Although the WEWF codes can achieve the UEP property by sacrificing the performance of LIS, we set up the priority of data and did not simulate auxiliary decoding in this chapter; WEWF code will increase decoding delay of LIS when MIS is decoded firstly and it will lead to the increase of the transmission delay of all the system. The introduction of the Correlation Chain Feedback (CCFB) helps the transmitter to precisely adjust the encoding scheme in low redundancy data transmission scheme, which substantially promotes the performance of LIS so that the end-to-end delay and throughput of the whole system are also improved. Therefore, the low redundancy data transmission scheme can achieve lower delay and higher throughput and is more suitable for the harsh communication environment compared with LT codes schemes.

Average Transmission Redundancy and the Number of Retransmissions. Figure 10 shows the average transmission redundancy under various transmission schemes. Due to the significant price in terms of redundancy for the lower prioritized segments, the average transmission redundancy is very high. As is shown in Figure 10, the proposed method improves the overall transmission performance efficiently by introducing the Correlation Chain Feedback (CCFB). As the PLR continues to increase, the average transmission redundancy of the three schemes also goes up. Some small differences between LT codes scheme and lower redundancy data scheme could be observed for the quite low PLR. However, the increased rate of LT codes is particularly more outstanding than the lower redundancy data scheme. As the PLR increases further, the number of lost packets is still going up for such schemes, whereas the lower redundancy data scheme is more effective for performing decoding successfully with fewer packets. These properties make the lower redundancy data scheme helpful in presenting better transmission performance under a terrible communication channel.

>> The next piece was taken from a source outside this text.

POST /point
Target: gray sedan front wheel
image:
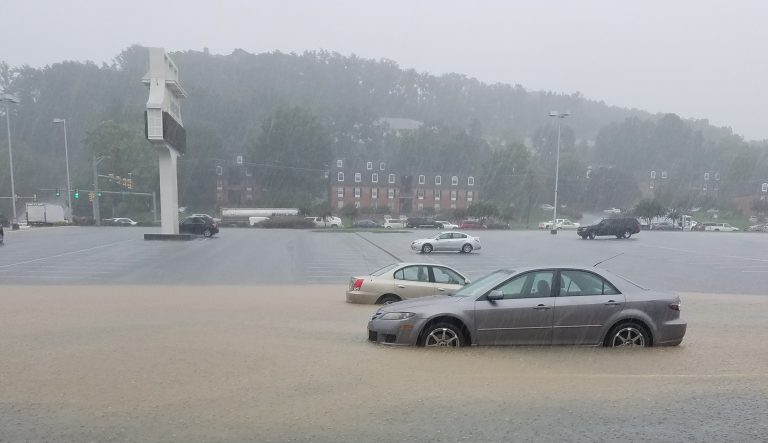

Figure 11 depicts the simulation results of the number of retransmissions under diverse transmission schemes. As seen from this figure, the retransmission time is increasing with the growth of PLR for the three considered schemes. The low redundancy data scheme with CCFB can be more targeted to receive information, while improving the successful decoding ratio and reducing the redundancy of the whole system. At the same time, the average retransmission time of low redundancy scheme is also less than those of other schemes because CCFB is more effective than UW-HARQ. For example, the number of retransmissions of low redundancy data scheme is 1.364 which is less than of LT codes scheme by 21.7% for the PLR of 0.32. Moreover, the time of the low redundancy data scheme is also even 7.65% less than of LT codes scheme when the PLR is 0.44 and a harsh communication environment is considered. Thus, encoding efficiency and transmission efficiency of the low redundancy data scheme are both better than of the LT codes scheme, which provides an opportunity for the proposed scheme with applications to complex underwater communication environment.

4. Conclusion

Aiming at the image or video transmission in underwater sensor network, this paper proposes a novel UEP scheme, constructed by the combination of WLT and EWF. The proposed scheme can improve the performance of UEP property effectively, and a feedback scheme called CCFB is also introduced to optimize the performance of the lower prioritized segments. Simulation results demonstrate that the proposed method achieves better performance than the existing schemes.

Competing Interests

The authors declare that there are no competing interests regarding the publication of this manuscript.

Acknowledgments

This paper is funded by the International Exchange Program of Harbin Engineering University for Innovation-Oriented Talents Cultivation. This paper is also supported by the National Natural Science Foundation of China (NSFC), Grant no. 61371099.